A Dynamic Model of Player Level-Progression Decisions in Online Gaming

成果类型:
Article
署名作者:
Zhao, Yi; Yang, Sha; Shum, Matthew; Dutta, Shantanu
署名单位:
University System of Georgia; Georgia State University; University of Southern California; California Institute of Technology
刊物名称:
MANAGEMENT SCIENCE
ISSN/ISSBN:
0025-1909
DOI:
10.1287/mnsc.2021.4255
发表日期:
2022
页码:
8062-8082
关键词:
Learning bounded rationality prediction bias risk preference choice model dynamic structural model online gaming
摘要:
A key feature of online gaming, which serves as an important measure of consumer engagement with a game, is level progression, wherein players make play-or-quit decisions at each level of the game. Understanding users' level-progression behavior is, therefore, fundamental to game designers. In this paper, we propose a dynamic model of consumer level-progression decisions to shed light on the underlying motivational drivers.

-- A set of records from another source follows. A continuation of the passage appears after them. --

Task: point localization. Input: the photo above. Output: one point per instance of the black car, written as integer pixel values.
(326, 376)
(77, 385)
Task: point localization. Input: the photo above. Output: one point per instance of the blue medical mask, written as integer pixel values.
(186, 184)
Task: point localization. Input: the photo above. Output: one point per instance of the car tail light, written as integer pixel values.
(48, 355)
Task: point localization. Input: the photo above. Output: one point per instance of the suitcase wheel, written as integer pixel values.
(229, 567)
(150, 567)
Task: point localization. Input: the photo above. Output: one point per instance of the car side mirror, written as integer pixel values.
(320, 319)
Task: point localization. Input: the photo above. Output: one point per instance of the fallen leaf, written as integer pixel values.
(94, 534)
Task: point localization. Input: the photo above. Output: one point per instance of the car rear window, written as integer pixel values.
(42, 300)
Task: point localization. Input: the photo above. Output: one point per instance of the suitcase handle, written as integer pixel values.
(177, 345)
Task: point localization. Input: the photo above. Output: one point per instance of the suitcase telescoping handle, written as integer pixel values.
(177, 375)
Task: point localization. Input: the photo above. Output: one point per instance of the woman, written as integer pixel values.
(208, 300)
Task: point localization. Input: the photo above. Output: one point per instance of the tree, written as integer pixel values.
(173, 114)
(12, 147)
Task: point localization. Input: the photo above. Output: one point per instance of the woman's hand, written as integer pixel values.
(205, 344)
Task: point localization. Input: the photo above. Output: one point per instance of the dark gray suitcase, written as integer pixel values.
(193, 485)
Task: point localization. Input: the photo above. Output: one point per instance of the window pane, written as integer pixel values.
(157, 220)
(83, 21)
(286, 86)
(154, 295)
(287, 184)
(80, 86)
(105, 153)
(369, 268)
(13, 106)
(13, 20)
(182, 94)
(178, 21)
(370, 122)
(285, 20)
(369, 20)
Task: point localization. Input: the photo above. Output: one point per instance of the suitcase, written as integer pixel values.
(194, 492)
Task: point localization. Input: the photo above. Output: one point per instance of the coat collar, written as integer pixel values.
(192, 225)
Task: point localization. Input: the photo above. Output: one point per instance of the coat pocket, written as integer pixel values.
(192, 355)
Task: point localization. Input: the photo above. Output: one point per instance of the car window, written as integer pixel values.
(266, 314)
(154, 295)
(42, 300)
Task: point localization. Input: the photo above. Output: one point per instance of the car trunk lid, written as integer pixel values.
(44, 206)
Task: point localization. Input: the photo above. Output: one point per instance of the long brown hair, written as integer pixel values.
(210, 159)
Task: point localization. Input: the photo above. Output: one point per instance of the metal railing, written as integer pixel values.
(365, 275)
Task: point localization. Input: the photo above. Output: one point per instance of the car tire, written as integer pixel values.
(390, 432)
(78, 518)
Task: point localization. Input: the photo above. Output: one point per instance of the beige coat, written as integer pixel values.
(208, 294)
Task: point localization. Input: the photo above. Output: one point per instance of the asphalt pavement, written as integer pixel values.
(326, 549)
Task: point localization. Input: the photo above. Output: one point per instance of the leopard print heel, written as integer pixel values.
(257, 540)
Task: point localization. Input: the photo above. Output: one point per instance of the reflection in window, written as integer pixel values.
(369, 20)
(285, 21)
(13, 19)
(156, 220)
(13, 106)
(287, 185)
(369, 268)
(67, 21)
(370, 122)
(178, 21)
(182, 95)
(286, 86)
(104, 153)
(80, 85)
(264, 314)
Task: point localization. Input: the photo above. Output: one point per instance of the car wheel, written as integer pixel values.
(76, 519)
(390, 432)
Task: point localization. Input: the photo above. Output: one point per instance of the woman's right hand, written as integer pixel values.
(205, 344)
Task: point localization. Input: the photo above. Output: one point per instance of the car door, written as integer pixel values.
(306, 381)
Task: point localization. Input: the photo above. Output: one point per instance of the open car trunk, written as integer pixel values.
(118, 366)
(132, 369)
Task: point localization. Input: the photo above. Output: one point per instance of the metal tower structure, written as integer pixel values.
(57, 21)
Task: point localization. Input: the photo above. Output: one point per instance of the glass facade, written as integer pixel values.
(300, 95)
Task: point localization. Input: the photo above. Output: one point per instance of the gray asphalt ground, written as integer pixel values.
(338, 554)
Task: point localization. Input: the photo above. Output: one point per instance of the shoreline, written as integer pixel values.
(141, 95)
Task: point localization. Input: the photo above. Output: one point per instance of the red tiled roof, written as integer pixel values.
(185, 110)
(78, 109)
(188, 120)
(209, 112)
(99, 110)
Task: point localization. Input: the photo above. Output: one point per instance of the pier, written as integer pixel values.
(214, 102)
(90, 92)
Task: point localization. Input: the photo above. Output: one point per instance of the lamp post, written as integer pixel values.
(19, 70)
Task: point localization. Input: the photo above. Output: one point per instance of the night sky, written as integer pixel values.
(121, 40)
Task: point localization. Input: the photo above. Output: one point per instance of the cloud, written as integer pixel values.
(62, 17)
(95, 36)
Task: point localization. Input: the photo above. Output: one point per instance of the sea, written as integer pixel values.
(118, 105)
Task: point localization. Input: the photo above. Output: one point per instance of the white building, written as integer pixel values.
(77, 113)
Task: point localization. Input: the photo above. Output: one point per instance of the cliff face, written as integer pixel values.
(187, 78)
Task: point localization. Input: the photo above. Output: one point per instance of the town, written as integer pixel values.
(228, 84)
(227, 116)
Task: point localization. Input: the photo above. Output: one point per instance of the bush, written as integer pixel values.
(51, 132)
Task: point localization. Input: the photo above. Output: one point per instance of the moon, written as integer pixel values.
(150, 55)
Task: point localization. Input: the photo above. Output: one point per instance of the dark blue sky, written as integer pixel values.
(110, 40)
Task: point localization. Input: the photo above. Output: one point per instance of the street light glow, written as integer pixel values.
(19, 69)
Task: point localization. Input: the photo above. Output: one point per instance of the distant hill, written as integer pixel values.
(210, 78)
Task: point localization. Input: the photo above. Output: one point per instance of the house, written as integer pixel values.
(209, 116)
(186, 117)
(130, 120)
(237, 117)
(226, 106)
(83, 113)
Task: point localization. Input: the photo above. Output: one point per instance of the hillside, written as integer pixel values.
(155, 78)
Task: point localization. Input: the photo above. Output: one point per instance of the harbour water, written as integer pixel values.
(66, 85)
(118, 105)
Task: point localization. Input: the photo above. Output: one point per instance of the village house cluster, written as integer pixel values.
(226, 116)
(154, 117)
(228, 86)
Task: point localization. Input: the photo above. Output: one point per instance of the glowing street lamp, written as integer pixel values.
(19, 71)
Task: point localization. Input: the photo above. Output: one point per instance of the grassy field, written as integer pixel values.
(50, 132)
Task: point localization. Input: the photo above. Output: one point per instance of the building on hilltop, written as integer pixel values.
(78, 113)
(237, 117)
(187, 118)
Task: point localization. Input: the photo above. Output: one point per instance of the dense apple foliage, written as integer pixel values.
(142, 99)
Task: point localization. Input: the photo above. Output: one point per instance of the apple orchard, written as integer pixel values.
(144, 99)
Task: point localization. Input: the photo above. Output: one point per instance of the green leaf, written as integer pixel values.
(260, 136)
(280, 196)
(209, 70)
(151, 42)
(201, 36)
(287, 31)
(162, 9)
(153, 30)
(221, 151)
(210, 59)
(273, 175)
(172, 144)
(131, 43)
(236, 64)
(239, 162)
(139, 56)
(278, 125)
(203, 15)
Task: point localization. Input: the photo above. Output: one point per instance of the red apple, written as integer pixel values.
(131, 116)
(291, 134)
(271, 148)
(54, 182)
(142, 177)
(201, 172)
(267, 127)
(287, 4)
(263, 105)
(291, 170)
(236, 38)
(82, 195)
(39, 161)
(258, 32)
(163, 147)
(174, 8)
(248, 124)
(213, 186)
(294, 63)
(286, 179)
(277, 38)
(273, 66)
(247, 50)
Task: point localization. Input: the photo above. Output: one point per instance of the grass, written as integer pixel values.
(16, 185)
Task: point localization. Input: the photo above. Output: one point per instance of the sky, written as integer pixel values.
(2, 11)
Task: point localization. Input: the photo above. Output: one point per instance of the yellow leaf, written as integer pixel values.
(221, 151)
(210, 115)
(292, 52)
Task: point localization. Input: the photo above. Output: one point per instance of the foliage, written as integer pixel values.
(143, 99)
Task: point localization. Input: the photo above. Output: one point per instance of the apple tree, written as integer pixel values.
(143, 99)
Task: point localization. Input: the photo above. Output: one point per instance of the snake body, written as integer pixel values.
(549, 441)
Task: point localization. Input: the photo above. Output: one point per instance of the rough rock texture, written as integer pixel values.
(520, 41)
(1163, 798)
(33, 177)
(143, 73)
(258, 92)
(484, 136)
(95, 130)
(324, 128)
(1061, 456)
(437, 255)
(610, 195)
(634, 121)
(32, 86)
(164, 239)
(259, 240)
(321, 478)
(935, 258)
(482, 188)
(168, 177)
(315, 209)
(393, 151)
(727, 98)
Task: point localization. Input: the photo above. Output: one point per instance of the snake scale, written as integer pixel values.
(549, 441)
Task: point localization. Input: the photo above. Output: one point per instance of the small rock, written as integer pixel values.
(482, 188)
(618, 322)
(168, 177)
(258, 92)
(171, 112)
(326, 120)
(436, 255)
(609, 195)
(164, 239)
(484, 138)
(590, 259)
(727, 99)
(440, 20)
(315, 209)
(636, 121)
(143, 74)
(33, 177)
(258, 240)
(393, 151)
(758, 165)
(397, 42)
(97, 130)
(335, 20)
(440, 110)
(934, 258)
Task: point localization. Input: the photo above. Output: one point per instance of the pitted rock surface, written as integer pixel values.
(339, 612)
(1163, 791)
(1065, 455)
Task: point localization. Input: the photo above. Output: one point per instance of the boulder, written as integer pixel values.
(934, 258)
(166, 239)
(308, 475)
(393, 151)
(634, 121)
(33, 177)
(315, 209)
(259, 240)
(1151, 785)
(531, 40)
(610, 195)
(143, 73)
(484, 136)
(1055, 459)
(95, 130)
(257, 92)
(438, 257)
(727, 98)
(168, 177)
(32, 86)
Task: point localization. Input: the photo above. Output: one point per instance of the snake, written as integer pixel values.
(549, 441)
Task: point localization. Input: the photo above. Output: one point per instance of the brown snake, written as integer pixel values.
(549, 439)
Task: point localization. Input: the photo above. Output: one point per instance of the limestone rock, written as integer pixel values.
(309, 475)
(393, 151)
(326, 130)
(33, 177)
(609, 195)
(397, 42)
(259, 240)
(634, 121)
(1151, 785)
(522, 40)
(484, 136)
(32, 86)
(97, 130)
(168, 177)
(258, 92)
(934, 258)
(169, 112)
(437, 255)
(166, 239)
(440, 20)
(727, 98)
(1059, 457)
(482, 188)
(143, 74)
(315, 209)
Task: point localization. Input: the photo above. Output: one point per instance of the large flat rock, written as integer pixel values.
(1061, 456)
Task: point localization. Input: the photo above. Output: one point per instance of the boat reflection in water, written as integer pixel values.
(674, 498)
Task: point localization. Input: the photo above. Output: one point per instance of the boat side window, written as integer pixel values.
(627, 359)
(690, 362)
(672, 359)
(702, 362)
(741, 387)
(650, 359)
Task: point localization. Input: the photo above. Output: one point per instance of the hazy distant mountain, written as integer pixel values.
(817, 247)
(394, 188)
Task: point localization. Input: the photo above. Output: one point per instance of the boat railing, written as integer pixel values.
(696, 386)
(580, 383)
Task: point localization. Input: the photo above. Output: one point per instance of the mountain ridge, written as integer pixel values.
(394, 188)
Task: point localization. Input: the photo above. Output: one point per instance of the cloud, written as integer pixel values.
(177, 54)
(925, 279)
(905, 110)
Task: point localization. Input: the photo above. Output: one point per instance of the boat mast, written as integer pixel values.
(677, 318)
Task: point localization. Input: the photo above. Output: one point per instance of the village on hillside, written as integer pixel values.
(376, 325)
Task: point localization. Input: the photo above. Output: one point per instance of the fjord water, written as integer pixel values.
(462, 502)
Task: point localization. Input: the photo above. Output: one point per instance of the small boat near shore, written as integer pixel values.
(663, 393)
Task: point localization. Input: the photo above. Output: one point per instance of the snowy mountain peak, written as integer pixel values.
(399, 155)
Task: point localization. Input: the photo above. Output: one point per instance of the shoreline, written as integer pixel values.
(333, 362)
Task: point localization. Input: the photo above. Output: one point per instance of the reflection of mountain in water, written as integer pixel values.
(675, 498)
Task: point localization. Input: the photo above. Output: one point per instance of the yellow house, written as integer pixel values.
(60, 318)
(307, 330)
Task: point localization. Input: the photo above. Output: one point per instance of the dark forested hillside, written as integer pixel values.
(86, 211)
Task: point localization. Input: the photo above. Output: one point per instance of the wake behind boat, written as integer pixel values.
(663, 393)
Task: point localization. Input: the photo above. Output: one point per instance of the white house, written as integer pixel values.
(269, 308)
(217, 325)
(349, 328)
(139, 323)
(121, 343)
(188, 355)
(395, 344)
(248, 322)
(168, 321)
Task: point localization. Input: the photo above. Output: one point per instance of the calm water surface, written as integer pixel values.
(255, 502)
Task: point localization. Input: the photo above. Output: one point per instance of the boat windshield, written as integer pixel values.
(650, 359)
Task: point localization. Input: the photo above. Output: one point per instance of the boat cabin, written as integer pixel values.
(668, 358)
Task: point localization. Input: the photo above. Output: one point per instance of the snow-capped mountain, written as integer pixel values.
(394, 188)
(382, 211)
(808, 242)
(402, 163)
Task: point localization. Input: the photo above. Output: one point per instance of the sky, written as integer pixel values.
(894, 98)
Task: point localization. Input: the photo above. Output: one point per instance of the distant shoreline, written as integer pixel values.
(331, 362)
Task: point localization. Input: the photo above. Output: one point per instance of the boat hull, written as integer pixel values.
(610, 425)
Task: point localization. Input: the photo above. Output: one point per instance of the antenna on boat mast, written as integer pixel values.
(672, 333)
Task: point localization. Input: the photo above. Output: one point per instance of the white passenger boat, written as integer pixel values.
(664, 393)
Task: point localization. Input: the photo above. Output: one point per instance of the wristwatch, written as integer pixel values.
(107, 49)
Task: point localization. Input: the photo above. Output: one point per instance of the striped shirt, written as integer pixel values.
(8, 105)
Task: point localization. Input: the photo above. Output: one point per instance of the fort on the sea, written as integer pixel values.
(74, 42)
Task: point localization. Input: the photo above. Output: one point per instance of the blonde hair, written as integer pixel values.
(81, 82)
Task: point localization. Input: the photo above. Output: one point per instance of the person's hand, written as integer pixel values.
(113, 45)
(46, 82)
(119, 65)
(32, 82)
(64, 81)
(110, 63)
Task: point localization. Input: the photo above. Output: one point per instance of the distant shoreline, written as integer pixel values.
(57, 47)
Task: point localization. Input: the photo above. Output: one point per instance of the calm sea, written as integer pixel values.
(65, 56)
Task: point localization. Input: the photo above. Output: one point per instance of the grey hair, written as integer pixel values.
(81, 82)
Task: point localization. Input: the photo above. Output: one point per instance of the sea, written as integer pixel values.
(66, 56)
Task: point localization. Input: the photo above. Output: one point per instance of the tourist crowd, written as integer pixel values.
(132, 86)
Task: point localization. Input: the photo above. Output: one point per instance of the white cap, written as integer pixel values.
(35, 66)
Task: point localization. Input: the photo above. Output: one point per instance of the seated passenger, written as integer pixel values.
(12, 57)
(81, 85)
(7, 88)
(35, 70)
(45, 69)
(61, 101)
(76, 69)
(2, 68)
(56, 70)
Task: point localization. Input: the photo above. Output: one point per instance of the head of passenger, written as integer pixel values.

We cast the individual play-or-quit decisions in a dynamic framework with forward looking players and consumer learning about the evolution patterns of their operation efficiencies (defined as the average score earned per operation for passing a level). We develop a boundedly rational approach to model how individuals form predictions of their own operation efficiency and playing utility. This new approach allows researchers to flexibly capture players' over/unbiased/underestimation tendencies and risk-averse/ neutral/-seeking preferences-two features that are particularly relevant when modeling game-playing behavior. We develop an algorithm for estimating such a dynamic model and apply our model to level-progression data from individual players with one online game. We find that players in the sample tend to overestimate their operation efficiency as their predicted values are significantly higher than the mean estimates inferred from their playing history with their completed levels. Furthermore, players are found to be risk seeking with a moderate amount of uncertainty. We uncover two segments of players labeled as experiencers versus achievers-the former tend to derive a higher utility from the playing process, and the latter are more goal-oriented and derive a higher benefit from completing the entire game. Two counterfactual simulations demonstrate that the proposed model can help adjust the uncertainty level and configure a more effective level-progression point schedule to better engage players and improve the game developer's revenue.